As part of being in a rural area, my ex and her new husband have some guns in the house. Locked up and with trigger locks, from what I understand, something I view as imperative. I know that both G-, my 14yo son, and K-, my little 10yo girl, have fired them too. In fact, K-‘s even apparently tried their shotgun, something I would have loved to have seen.
Me? Not much of a gun person, though I appreciate the attraction, especially for adolescent boys who generally have hunt! kill! hardwired into their brains.
When their step-father asked me about taking G- hunting, I really had to do some introspection before I assented. Would doing something solo with “step” dimish my son’s love for me? Was I competing for the role of father to my boy?

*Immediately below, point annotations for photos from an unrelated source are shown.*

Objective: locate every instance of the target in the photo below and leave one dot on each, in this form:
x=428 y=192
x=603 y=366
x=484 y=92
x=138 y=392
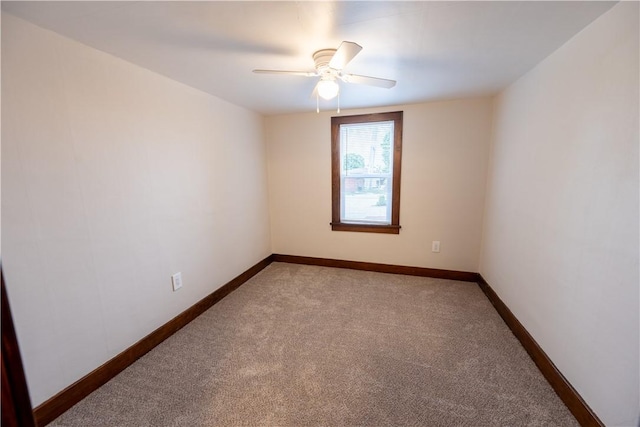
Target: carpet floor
x=302 y=345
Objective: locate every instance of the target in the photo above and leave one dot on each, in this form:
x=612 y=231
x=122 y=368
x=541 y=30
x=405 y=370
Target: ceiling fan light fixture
x=328 y=89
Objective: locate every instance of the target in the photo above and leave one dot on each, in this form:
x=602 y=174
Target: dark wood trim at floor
x=380 y=268
x=562 y=387
x=58 y=404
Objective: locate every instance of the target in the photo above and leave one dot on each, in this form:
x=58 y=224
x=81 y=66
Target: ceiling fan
x=329 y=64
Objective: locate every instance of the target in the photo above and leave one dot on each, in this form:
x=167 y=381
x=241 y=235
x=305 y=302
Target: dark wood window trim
x=336 y=223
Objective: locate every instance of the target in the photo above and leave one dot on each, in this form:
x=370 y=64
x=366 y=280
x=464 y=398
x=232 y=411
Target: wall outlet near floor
x=176 y=281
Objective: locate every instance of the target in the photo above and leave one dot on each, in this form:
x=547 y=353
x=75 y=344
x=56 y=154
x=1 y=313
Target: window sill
x=365 y=228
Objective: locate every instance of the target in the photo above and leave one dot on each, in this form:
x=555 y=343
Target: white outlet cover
x=176 y=281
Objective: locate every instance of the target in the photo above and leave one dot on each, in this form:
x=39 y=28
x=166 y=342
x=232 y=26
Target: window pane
x=366 y=175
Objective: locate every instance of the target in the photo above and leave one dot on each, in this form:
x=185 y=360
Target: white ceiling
x=435 y=50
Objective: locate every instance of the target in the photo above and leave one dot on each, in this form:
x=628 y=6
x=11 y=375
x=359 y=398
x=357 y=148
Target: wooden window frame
x=336 y=223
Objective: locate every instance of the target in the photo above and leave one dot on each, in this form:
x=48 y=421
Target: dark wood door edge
x=380 y=268
x=65 y=399
x=16 y=404
x=562 y=387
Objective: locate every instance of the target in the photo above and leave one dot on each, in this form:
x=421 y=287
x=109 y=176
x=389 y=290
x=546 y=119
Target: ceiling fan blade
x=366 y=80
x=290 y=73
x=345 y=53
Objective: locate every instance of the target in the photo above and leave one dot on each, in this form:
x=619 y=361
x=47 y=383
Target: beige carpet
x=314 y=346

A bit of contemplation and I remembered that love isn’t a zero-sum game. For better or worse, their step-father is a part of my son’s life and in that regard having G- bond with him and them build a stronger relationship can only help G- growing up. Two men to help him make smart decisions and survive the hell that is male adolescence instead of just me. What’s not to like?
As a result, I granted my permission for the two of them to go hunting, if they went through a hunter safety class first. In fact, I think you have to do so to get a hunting permit, but still, it’s an area I’m clueless about so my concern was primarily “boys. guns. danger!”
Last weekend they completed their hunter safety training course, as demonstrated by the hunter safety permit, and now they’re ready to go out into the wilderness and, well, kill things.
To be candid, I’m still not so sure how I feel about the killing part. If they use the meat, prep, cook and eat their kill, then it’s not so bad, but I have definite reservations about trophy or recreational kills where the hunter just walks away from the animal, but my hope is that’s not what’s going to happen.
And I can only count my blessings that the new step-father in my children’s lives is respectful of his role in our complex family consellation and doesn’t seem at all desirous of usurping my role as father. Not every single dad is so lucky.
Now to pretend I’m not concerned about them out in the wilderness with guns.